Actions globales, comparaisons internationales et spécificités locales

Au sein de ce rapport d’étape, quelques constatations et choix méthodologiques méritent d’être soulignés. Les différents experts consultés mettent en avant la nécessité d’indicateurs globaux, permettant de comparer les régions ou pays au niveau européen, voir mondial, mais également l’absolue nécessité de prendre en compte les spécificités locales. On ne peut évaluer le bien-être de la population de manière universelle, celle-ci est souvent relative [1] . Ainsi, les indicateurs identifiés comme spécifiques au Luxembourg sont les suivants :
-  Coût du logement ;
-  Nombre de logements achevés par an ;
-  Programmes locaux à la TV ;
-  Conservation de la langue locale ;
-  Proportion de gens pouvant parler la langue locale ; De même, les indicateurs suivants n’ont pas été retenus :
-  Population des oiseaux nicheurs/communs (il s’agit d’un indicateur non pertinent pour le Luxembourg du fait que les oiseaux communs ont tendance à se multiplier et que les « petits » oiseaux ont tendance à disparaitre) ;
-  Participation aux élections législatives (l’indicateur n’est pas pertinent étant donné le caractère obligatoire du vote lors des élections législatives). Il s’avérerait donc pertinent de décider d’indicateurs globaux et/ou de référence au niveau mondial et européen (cela pourrait être effectué par la Banque Mondiale, les divers organismes de l’ONU, l’OCDE ou encore EUROSTAT), permettant la comparaison et l’harmonisation des statistiques nationales mais qui serviraient également de « feuille de routes » pour décider d’indicateurs purement nationaux, voir intra-nationaux (arbitrage à effectuer par les organismes nationaux). Faisons un parallèle avec notre constatation précédente concernant le travail de longue haleine de chaque organisme : une étroite collaboration entre eux semble de surcroît nécessaire.

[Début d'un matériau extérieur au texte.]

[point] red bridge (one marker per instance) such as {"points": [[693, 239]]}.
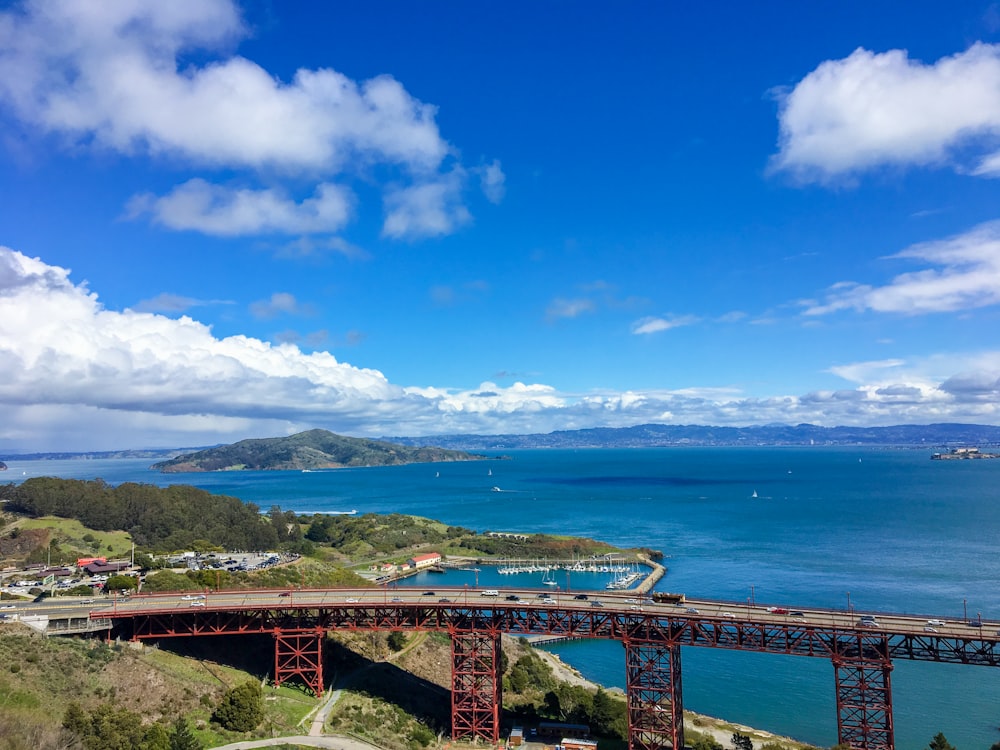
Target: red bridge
{"points": [[861, 647]]}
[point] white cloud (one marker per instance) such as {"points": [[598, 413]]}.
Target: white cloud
{"points": [[214, 209], [492, 180], [873, 109], [966, 274], [569, 308], [111, 72], [77, 376], [118, 76], [428, 209], [657, 324], [166, 302]]}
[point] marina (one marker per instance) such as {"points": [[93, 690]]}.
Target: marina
{"points": [[899, 532]]}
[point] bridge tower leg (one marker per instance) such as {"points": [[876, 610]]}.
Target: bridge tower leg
{"points": [[475, 685], [301, 655], [864, 701], [653, 694]]}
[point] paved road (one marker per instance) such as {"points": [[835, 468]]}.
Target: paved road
{"points": [[337, 742]]}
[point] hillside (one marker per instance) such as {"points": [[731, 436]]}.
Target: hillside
{"points": [[311, 450]]}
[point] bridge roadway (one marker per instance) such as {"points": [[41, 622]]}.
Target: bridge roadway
{"points": [[652, 634], [601, 614]]}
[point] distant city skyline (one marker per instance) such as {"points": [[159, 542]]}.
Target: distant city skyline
{"points": [[228, 220]]}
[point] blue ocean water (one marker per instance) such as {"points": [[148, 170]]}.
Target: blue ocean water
{"points": [[889, 529]]}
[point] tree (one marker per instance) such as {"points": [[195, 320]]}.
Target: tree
{"points": [[703, 741], [181, 737], [940, 742], [241, 708], [157, 738], [118, 582]]}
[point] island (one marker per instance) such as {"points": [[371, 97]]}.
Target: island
{"points": [[308, 451], [960, 454]]}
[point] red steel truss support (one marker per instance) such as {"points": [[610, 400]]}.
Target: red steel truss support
{"points": [[655, 702], [864, 702], [301, 655], [475, 685]]}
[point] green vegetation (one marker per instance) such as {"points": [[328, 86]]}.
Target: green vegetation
{"points": [[314, 449], [159, 519], [115, 689], [360, 535], [241, 708]]}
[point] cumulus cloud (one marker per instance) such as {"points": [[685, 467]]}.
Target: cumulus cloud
{"points": [[428, 209], [569, 308], [119, 76], [965, 274], [75, 375], [492, 180], [213, 209], [166, 302], [873, 109], [111, 72], [657, 324]]}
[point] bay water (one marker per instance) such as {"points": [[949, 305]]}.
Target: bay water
{"points": [[881, 529]]}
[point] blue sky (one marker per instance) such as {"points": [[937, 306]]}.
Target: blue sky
{"points": [[226, 220]]}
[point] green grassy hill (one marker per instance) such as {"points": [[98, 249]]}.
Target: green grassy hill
{"points": [[315, 449]]}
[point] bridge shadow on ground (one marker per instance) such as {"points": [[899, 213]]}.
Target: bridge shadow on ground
{"points": [[342, 669]]}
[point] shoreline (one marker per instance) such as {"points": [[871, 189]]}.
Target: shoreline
{"points": [[719, 729]]}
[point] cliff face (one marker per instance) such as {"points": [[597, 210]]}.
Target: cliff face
{"points": [[315, 449]]}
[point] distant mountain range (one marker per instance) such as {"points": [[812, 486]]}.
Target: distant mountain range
{"points": [[662, 435], [641, 436], [307, 451]]}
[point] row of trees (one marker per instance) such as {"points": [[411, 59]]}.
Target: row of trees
{"points": [[158, 518], [110, 728]]}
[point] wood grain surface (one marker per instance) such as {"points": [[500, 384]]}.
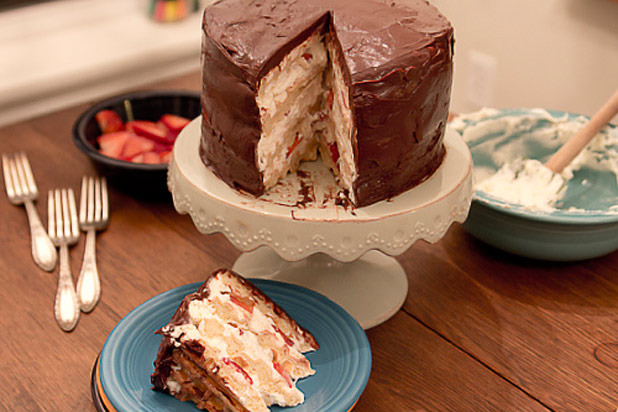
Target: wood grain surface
{"points": [[480, 330]]}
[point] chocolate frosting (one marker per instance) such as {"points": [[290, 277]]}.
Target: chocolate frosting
{"points": [[398, 65]]}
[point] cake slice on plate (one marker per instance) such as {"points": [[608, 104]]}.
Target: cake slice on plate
{"points": [[229, 347]]}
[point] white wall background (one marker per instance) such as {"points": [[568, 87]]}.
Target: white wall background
{"points": [[556, 54]]}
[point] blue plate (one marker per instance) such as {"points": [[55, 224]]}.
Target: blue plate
{"points": [[342, 363]]}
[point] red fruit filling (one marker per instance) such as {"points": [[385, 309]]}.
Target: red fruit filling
{"points": [[283, 373], [287, 340], [334, 151], [244, 302], [238, 368], [295, 143]]}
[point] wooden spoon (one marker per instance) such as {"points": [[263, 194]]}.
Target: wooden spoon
{"points": [[579, 140]]}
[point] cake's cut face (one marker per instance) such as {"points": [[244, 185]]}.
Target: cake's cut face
{"points": [[229, 347], [366, 83]]}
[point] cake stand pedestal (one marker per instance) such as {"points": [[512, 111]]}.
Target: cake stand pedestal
{"points": [[296, 232]]}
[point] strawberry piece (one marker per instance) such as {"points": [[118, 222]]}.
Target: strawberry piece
{"points": [[295, 143], [239, 369], [112, 144], [165, 156], [245, 303], [149, 130], [162, 148], [136, 145], [109, 121], [151, 158], [283, 373], [137, 158], [334, 151], [287, 340], [170, 134], [174, 123]]}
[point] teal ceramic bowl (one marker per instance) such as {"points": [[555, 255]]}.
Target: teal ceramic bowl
{"points": [[584, 223]]}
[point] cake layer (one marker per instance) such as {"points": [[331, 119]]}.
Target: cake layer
{"points": [[229, 346]]}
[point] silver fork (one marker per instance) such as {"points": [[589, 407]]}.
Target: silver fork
{"points": [[93, 216], [21, 189], [64, 232]]}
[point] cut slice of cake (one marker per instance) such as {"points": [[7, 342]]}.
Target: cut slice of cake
{"points": [[229, 347]]}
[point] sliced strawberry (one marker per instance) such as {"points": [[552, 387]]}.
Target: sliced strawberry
{"points": [[151, 158], [334, 151], [283, 373], [170, 134], [109, 121], [174, 123], [112, 144], [287, 340], [243, 302], [165, 156], [162, 147], [136, 145], [239, 369], [149, 130]]}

Quant à savoir si les luxembourgeois se sentent aussi heureux qu’ils semblent riches, d’après leur PIB par habitant, il faudra encore un peu de patience… A suivre donc !

[1] Le Professeur Andrew Clark explique que si le bien-être est fonction du revenu, il l’est de manière relative. Le fait de savoir combien possède une personne ne suffit pas, mais il faut aussi savoir ce qu’elle possède par rapport à une autre qui représente un niveau de référence. De même, il faut prendre en compte l’axe temporel, qui explique en quelque sorte que l’individu « s’habitue » au bonheur. Dans la lignée de ses recherches, Clark montre par exemple qu’un chômeur en couple va être plus heureux si son conjoint est également au chômage que s’il travaillait, cependant, il serait plus satisfait s’ils travaillent tous deux(!).